The next step, of course, is to have the putative axe-murderer Tillinghast released into the custody of good Dr. McMichaels so they can return to the Pretorious house and figure out what happened! This may seem an unlikely happenstance, but the authorities aren’t fools: for security they send along an ex-football player-turned-cop called Bubba Brownlee, played by Ken Foree, whom we remember so fondly from shopping centre-based pictures like Dawn of the Dead and Phantom of the Mall! The trio set up camp in the house, and as soon as dials are fiddled with and giant tuning forks start glowing purple, the extradimensional creatures show up, accompanied by a now-bestial Pretorius!

Things don’t go well from there – there are locust attacks, an encounter with bondage gear, and a giant lamprey eats off Tillinghast’s hair! Moreover, pineal glands start acting up and an officious doctor played by Stuart Gordon’s wife Carolyn Purdy-Gordon has her brains sucked out through her eye socket! Yuck! This is a scene which was depicted in the pages of Fangoria, but was cut out of all prints of the movie until fairly recently! I was glad to finally see it, but I have to admit the scene is gross!

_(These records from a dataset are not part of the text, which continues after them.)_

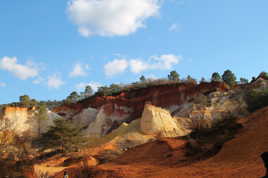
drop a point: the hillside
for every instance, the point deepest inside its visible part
(240, 157)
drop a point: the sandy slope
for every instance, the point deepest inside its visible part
(239, 157)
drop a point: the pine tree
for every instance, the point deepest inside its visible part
(216, 77)
(142, 78)
(173, 75)
(229, 78)
(41, 116)
(243, 80)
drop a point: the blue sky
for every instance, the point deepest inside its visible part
(50, 48)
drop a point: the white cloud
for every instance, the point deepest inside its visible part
(82, 86)
(22, 71)
(116, 66)
(38, 80)
(2, 84)
(79, 70)
(174, 28)
(111, 17)
(54, 81)
(137, 65)
(163, 62)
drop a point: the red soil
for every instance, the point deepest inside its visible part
(239, 157)
(162, 96)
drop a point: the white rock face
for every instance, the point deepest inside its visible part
(205, 111)
(24, 122)
(86, 117)
(104, 122)
(18, 120)
(157, 121)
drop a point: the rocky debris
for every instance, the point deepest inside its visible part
(85, 117)
(108, 118)
(135, 100)
(205, 111)
(158, 122)
(23, 122)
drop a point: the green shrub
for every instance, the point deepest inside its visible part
(257, 99)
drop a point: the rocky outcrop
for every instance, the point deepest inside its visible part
(108, 118)
(206, 110)
(157, 121)
(23, 121)
(135, 99)
(85, 117)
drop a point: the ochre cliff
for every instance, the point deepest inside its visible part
(163, 96)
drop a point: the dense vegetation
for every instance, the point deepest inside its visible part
(257, 99)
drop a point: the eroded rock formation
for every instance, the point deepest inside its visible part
(158, 122)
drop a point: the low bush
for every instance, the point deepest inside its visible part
(257, 99)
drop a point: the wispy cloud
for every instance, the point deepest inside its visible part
(116, 66)
(94, 85)
(54, 81)
(94, 17)
(162, 62)
(21, 71)
(79, 70)
(2, 84)
(174, 28)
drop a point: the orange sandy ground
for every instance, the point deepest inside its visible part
(239, 157)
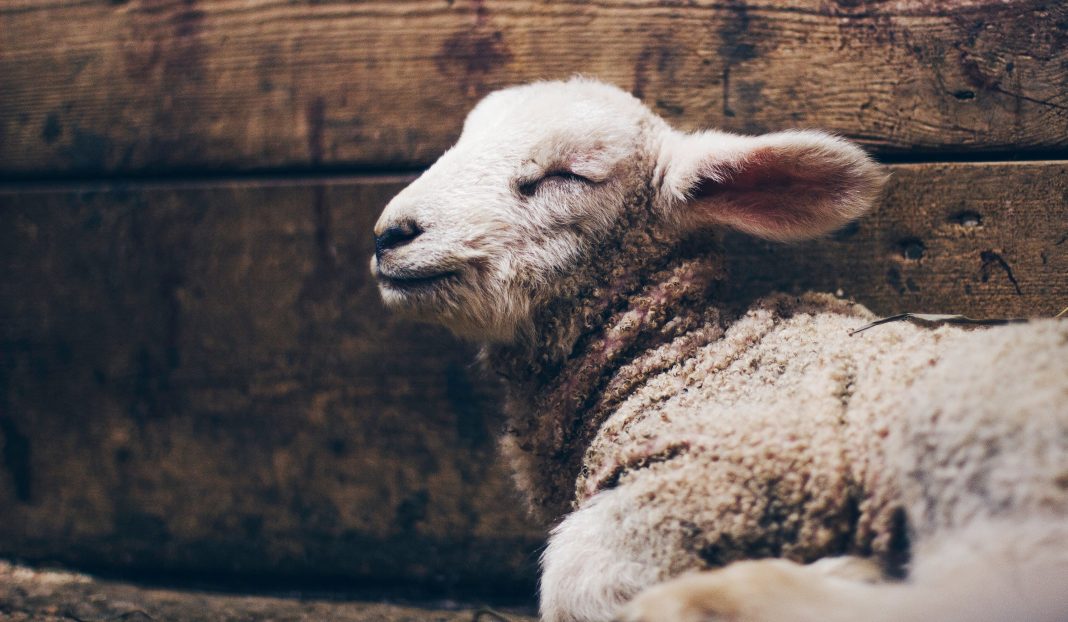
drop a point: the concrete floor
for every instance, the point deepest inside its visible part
(51, 595)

And what of the movie itself? I like the creatures a lot, Combs is a nervous pleasure as ever, and it’s always terrific to see Foree on screen! Plus I like the pink-and-purple colour scheme (popular hues for Lovecraft apparently – remember The Color Out of Space?), and the craft across the board is very strong for a low-budget horror picture! And yet it doesn’t measure up to its predecessor! The story is fairly limp, the characters not terribly well-developed, and there are a few ropey trick effects! I don’t accuse the picture of being overly ambitious – ha ha, I admire ambition in low-budget pictures! – but they might have bit off a little more than they could chew with some of the dimensional effects!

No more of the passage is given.